As pessoas preferem casar suas filhas com pipoqueiros do que com pastores.
O rapaz sentiu uma pontada no coração, pensando na filha do comerciante. Em sua cidade devia haver um pipoqueiro.
— Enfim, o que as pessoas pensam sobre pipoqueiros e sobre pastores passa a ser mais importante para elas que a Lenda Pessoal.
O velho folheou o livro, e distraiu-se lendo uma página. O rapaz esperou um pouco, e o interrompeu da mesma maneira como ele o havia interrompido.
— Por que você fala estas coisas comigo?
— Porque você tenta viver sua Lenda Pessoal. E está a ponto de desistir dela.
— E você aparece sempre nestas horas?
— Nem sempre desta forma, mas jamais deixei de aparecer.
Às vezes apareço sob a forma de uma boa saída, uma boa ideia.
Outras vezes, num momento crucial, faço as coisas ficarem mais fáceis.
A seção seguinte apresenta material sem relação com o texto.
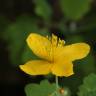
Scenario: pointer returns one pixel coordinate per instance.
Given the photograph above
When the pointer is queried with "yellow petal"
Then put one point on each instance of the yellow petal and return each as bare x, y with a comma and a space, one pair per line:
72, 52
36, 67
63, 69
40, 45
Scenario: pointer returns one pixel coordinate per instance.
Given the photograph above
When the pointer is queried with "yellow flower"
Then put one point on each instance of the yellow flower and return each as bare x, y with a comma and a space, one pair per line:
56, 57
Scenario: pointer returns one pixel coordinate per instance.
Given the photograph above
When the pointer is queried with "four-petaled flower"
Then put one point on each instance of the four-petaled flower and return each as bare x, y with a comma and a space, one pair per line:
56, 57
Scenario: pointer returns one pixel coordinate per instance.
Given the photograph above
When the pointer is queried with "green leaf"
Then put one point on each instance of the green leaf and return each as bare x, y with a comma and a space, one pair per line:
88, 88
75, 9
44, 89
43, 9
16, 35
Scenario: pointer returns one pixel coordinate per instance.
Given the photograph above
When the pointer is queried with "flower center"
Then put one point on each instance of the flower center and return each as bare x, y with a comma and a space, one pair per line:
55, 43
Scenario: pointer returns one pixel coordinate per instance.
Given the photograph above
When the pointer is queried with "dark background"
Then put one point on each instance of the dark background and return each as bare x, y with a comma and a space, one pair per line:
12, 79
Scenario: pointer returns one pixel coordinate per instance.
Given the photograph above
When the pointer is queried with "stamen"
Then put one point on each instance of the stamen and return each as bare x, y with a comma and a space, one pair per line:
61, 42
54, 40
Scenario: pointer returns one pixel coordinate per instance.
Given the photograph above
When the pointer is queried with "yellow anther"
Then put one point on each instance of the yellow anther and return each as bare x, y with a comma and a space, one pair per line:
61, 42
54, 40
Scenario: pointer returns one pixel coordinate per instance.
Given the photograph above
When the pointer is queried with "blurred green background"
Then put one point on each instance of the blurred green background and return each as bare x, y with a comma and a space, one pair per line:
71, 20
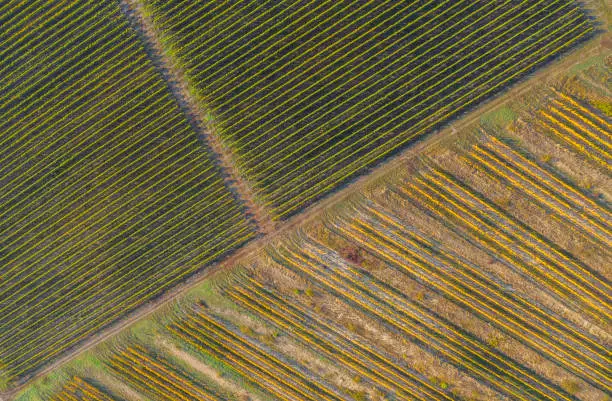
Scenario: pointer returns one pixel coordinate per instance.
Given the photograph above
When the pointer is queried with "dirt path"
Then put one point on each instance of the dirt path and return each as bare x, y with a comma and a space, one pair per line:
174, 75
554, 70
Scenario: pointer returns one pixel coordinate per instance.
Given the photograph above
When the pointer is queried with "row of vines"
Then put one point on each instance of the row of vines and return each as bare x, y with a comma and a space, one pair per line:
107, 196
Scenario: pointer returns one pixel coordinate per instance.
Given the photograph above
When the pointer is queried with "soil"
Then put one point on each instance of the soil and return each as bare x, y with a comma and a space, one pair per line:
269, 229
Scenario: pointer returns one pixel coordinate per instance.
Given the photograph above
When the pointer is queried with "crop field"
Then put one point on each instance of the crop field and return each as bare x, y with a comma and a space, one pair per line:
81, 390
308, 94
107, 196
479, 270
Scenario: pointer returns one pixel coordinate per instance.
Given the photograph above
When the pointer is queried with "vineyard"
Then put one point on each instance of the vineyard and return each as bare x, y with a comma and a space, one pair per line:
309, 94
107, 196
81, 390
478, 271
158, 161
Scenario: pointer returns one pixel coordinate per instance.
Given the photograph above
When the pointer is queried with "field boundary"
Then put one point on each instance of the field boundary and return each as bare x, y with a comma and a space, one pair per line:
549, 72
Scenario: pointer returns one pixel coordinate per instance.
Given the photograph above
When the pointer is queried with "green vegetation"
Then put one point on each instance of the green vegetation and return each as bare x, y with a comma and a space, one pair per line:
310, 94
107, 198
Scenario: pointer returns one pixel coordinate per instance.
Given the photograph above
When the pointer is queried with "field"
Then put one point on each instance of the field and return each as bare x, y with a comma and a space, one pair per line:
107, 196
307, 95
478, 270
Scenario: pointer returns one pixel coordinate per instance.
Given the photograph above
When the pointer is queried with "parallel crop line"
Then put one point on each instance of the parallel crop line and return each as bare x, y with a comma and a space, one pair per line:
289, 206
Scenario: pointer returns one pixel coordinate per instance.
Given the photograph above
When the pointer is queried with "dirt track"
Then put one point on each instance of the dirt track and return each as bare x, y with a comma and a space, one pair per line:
271, 230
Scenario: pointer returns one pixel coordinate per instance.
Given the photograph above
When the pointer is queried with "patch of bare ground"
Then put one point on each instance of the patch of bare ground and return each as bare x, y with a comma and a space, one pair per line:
199, 366
115, 386
566, 237
375, 334
398, 163
179, 86
500, 272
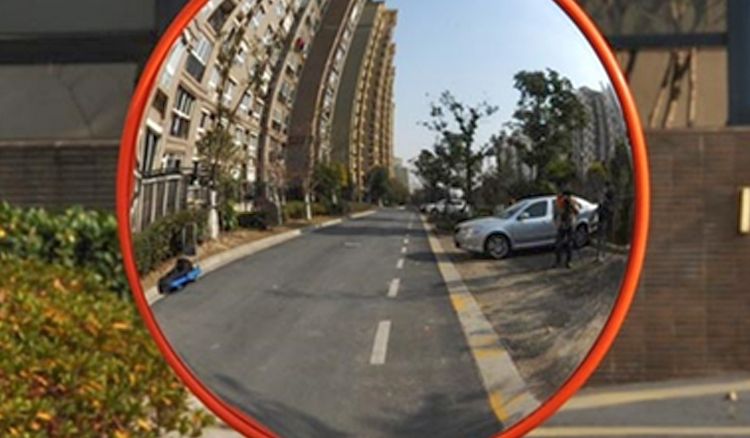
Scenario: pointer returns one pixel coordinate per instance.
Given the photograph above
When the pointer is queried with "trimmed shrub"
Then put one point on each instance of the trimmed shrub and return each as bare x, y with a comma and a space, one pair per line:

E assim por diante; mas a maior parte das pessoas não nota isto.
O velho contou que na semana passada ele tinha sido forçado a aparecer para um garimpeiro sob a forma de uma pedra. O garimpeiro tinha largado tudo para ir em busca de esmeraldas. Durante cinco anos trabalhou num rio, e tinha quebrado 999.999 pedras em busca de uma esmeralda. Neste ponto o garimpeiro pensou em desistir, e só faltava uma pedra — apenas UMA PEDRA — para ele descobrir sua esmeralda. Como ele tinha sido um homem que havia apostado em sua Lenda Pessoal, o velho resolveu interferir. Transformou-se numa pedra que rolou sobre o pé do garimpeiro. Este, com a raiva e frustração dos cinco anos perdidos, atirou a pedra longe. Mas atirou com tanta força que ela bateu em outra pedra e esta se quebrou, mostrando a mais bela esmeralda do mundo.
— As pessoas aprendem muito cedo sua razão de viver — disse o velho com uma certa amargura nos olhos. — Talvez seja por isso que elas desistem tão cedo também. Mas assim é o mundo.
Então o rapaz se lembrou que a conversa havia começado com o tesouro escondido.
— Os tesouros são levantados da terra pela torrente de água, e enterrados por estas mesmas enchentes — disse o velho. — Se você quiser saber sobre seu tesouro, terá que me ceder um décimo de suas ovelhas.
— E não serve um décimo do tesouro?
O velho ficou decepcionado.
— Se você sair prometendo o que ainda não tem, vai perder sua vontade de consegui-lo.
O rapaz então contou que tinha prometido um décimo à cigana.